Questions for Discussion

• Would someone read Daniel 3:13-30 for us?

• What stands out to you from this story?

• Why do you think Nebuchadnezzar was so insulted by Shadrach, Meshach, and Abednego’s disobedience?

• What did you think about their response to Nebuchadnezzar?

• Why do you think there’s this mysterious fourth person in the fire?

• What do you think this story meant for the other exiled Jews in Babylon?

• Why do you think God is so interested in his people refusing to worship golden statues?

• In a time with less golden statues and fiery furnaces, how do you think this story relates to us?
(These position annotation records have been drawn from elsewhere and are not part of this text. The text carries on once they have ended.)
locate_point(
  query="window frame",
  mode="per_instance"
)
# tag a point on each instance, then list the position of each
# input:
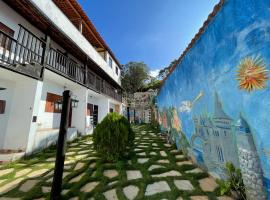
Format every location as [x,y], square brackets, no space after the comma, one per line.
[110,62]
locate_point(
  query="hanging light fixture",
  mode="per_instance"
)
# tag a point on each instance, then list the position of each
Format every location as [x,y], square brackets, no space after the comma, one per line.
[58,104]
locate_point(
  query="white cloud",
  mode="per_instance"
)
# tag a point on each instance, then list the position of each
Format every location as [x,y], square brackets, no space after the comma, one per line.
[154,73]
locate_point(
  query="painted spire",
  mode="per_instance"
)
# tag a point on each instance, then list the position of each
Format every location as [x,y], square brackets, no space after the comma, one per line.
[249,162]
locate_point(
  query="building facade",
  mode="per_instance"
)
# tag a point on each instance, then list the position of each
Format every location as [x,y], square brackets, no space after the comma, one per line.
[46,47]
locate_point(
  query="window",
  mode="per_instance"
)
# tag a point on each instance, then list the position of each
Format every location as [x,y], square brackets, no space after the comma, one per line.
[89,109]
[110,62]
[4,40]
[50,103]
[6,29]
[2,106]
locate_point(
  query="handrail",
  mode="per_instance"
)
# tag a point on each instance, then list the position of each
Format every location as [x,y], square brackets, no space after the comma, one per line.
[28,49]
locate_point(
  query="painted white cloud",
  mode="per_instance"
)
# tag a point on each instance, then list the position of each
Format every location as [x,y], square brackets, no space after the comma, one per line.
[186,106]
[154,73]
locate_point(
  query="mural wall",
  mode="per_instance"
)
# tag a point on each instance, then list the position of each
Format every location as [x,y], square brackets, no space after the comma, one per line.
[215,105]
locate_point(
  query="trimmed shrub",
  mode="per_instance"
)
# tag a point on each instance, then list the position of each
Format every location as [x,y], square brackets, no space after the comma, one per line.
[113,137]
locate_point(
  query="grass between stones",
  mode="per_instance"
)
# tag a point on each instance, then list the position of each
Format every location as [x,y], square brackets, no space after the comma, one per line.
[91,170]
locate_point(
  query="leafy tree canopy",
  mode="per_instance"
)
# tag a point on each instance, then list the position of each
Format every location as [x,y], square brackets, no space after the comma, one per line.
[164,72]
[134,76]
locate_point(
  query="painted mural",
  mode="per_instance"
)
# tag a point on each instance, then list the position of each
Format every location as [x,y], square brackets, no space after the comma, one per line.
[215,105]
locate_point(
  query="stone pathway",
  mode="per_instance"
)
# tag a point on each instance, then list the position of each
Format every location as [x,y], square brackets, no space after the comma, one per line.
[154,170]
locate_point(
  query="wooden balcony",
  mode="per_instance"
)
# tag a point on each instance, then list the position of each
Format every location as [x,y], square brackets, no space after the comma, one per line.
[24,55]
[29,56]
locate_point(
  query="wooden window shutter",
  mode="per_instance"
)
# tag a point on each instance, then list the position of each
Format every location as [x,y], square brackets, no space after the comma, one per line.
[6,29]
[50,101]
[2,106]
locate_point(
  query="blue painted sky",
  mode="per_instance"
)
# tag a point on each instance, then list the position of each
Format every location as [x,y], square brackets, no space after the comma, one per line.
[153,31]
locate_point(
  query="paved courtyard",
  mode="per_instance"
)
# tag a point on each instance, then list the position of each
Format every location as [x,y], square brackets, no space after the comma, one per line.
[154,170]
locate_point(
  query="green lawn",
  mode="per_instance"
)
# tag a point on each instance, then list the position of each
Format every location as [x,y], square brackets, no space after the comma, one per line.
[86,176]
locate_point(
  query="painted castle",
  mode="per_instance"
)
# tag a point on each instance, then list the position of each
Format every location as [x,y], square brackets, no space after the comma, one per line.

Who was this fourth person?
As I said above, there’s some debate as to who or what this fourth being in the fiery furnace was. The answer we’re given in the passage is an angel, at least according to Nebuchadnezzar.(3:28) Spiritual beings like angels were known to Jews in Daniel’s time, with references like in Psalm 103:20, “Bless the LORD, O you his angels, you mighty ones who do his word, obeying the voice of his word!” The Babylonian religion had tons of different spiritual beings, including angels, so it could very well be that Nebuchadnezzar was correctly identifying this visitor from his own, more varied, background. However, the Bible also tells us about a far more puzzling candidate for this furnace appearance, one who is often called “the angel of the Lord.” For example, this is the title given to the being who spoke to Moses in Exodus 3:2, “And the angel of the Lord appeared to him in a flame of fire out of the midst of a bush.” But here’s where it gets tricky; in Exodus 3:4 we read, “When the Lord saw that he turned aside to see, God called to him out of the bush.” So this “angel of the Lord” in the bush is…God? The same confusing thing happens multiple times in scripture, like in Judges 2 where the angel says to Israel, “I brought you up from Egypt.” So here we have a distinct being—the Bible goes to lengths to call him “the angel of the Lord” instead of just calling him God—who speaks as God and makes sometimes disembodied, sometimes physical appearances in the Old Testament (ex. Genesis 18). Consequentially many people wonder, “Wait, could that be Jesus?” Considering Jesus has existed for all time (John 1:2), theologians have speculated that these appearances of the angel of the Lord could have been pre-incarnation appearances of the Son of God. These suspected visits are called Christophanies, Greek for “Christ-appearances.” Considering the Spirit of God also shows up in the pages of the Old Testament (Genesis 1:2, 1 Samuel 10, Isaiah 61, etc.) it’s not outside the realm of possibility that all members of the Trinity are represented both in the Old and New Testament.  However, aside from Jesus’ eternal existence, we don’t have any confirmation within the Bible that the angel of the Lord was in fact Jesus, so while I think we need to hold onto this premise loosely, there’s also some pretty good evidence to back it up.